I guess you guys are refering to the new _The Ring_? I am yet to see it, but has anyone here seen the original japaneese _Ringu_ movie? 

Loved it. I *HAVE* to see the new version... Soon.


----------



## Trip (Jun 24, 2003)

"Why'd you do that mommy, why'd you save her?"

Man that was probably the freakiest movie I've ever seen. I wouldn't answer the phone for a week after I watched it.


----------



## habilis (Jun 24, 2003)

Yeah I was kinda relieved when I made it past the 7 day point myself. lol.


----------



## fryke (Jun 25, 2003)

I've seen The Ring first, then Ring 1 (the Japanese original) and am about to read the book.

Certainly, the US production was better (the production, not the film). But the Japanese movie is softer and thus, if you happen to _have_ imagination, far more scary. All those instances, where someone walks past that camera and - just for a second - looks at the camera... Also: Saduka just is the much better Samara.

The US production also f***'d up with the telephone rings. In the Japanese original, it only rings in the B4 building, where Saduka actually died (below it). It makes much more sense if you analyse it.

However: Both films draw from a very, very good idea that brings the old horror story of a dead person that wants its story to be told into our time. And both films do that very well.

I was also surprised to find many scenes in the American movie to lean on Japanese aesthetics. That view with the tree (which wasn't in the original movie) looks nothing but as if taken straight from a Japanese original.

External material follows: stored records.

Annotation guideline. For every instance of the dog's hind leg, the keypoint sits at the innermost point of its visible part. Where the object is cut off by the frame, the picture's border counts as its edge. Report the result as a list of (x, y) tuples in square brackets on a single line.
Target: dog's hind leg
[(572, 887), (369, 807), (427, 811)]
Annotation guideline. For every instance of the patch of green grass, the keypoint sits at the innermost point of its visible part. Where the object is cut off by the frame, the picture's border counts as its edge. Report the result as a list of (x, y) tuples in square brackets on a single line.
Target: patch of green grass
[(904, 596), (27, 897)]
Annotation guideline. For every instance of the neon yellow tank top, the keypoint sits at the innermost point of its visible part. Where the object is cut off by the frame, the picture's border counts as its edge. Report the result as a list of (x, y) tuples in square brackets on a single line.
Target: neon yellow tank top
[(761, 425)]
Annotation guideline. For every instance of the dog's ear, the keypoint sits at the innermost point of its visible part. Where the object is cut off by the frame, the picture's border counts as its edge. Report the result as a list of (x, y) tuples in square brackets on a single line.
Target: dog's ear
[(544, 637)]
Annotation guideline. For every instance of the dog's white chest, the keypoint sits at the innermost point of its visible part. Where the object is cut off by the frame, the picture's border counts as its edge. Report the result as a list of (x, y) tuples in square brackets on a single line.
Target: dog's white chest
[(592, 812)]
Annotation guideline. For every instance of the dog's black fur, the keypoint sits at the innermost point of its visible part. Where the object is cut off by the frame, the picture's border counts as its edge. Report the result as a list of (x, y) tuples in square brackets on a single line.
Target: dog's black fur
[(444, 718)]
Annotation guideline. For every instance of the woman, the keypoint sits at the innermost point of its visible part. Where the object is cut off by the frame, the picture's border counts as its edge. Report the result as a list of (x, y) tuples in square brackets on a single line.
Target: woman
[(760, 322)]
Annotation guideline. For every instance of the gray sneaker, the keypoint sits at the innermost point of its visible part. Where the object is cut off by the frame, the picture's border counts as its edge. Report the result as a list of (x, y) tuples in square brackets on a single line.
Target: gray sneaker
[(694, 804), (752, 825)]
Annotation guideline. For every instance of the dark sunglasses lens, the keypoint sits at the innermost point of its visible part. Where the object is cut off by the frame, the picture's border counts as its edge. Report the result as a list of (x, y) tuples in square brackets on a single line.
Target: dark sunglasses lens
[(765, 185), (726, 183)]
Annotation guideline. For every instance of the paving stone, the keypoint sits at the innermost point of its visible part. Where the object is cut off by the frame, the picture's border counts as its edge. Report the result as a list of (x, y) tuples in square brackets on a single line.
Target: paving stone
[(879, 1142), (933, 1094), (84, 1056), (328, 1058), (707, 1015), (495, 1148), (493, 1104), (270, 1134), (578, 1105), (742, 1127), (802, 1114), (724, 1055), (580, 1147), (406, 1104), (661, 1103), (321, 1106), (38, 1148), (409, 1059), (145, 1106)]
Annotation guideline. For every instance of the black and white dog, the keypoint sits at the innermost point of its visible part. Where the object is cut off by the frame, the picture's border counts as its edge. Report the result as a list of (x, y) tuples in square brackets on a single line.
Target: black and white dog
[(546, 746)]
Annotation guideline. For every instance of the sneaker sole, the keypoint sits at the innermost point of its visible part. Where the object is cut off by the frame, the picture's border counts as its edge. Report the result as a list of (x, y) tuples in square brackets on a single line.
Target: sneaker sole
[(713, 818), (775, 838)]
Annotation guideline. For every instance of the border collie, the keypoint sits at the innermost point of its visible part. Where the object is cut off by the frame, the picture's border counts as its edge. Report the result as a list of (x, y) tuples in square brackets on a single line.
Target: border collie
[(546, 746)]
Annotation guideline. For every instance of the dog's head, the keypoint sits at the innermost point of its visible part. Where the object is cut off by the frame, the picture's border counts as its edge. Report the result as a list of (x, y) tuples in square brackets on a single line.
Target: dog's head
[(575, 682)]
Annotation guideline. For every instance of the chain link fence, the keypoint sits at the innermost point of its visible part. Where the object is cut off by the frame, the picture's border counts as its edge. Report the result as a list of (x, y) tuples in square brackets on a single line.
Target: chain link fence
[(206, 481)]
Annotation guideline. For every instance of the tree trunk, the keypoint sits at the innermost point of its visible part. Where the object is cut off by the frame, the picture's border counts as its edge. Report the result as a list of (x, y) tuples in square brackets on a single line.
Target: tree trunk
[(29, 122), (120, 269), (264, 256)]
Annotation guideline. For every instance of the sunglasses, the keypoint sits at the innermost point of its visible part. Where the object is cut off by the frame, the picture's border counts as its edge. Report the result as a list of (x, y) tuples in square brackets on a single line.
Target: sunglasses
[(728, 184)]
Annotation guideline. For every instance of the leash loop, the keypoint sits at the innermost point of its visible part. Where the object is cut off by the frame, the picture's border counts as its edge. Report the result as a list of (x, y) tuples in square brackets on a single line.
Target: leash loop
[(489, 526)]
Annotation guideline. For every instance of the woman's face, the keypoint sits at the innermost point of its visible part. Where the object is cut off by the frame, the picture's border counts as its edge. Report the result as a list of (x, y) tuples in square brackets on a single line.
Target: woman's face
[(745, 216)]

And after having seen both movies several times, and even after some months that I've seen them the last time, I still get scared in the real world, when I see a ladder on a house without an obvious sense, I still get scared if someone comes out of a pool/pond/bathtub whatever... And, of course, I can't have it when my best friend lets her long hair hang down in front of her face and whispers: "Ringu..." ;-)


----------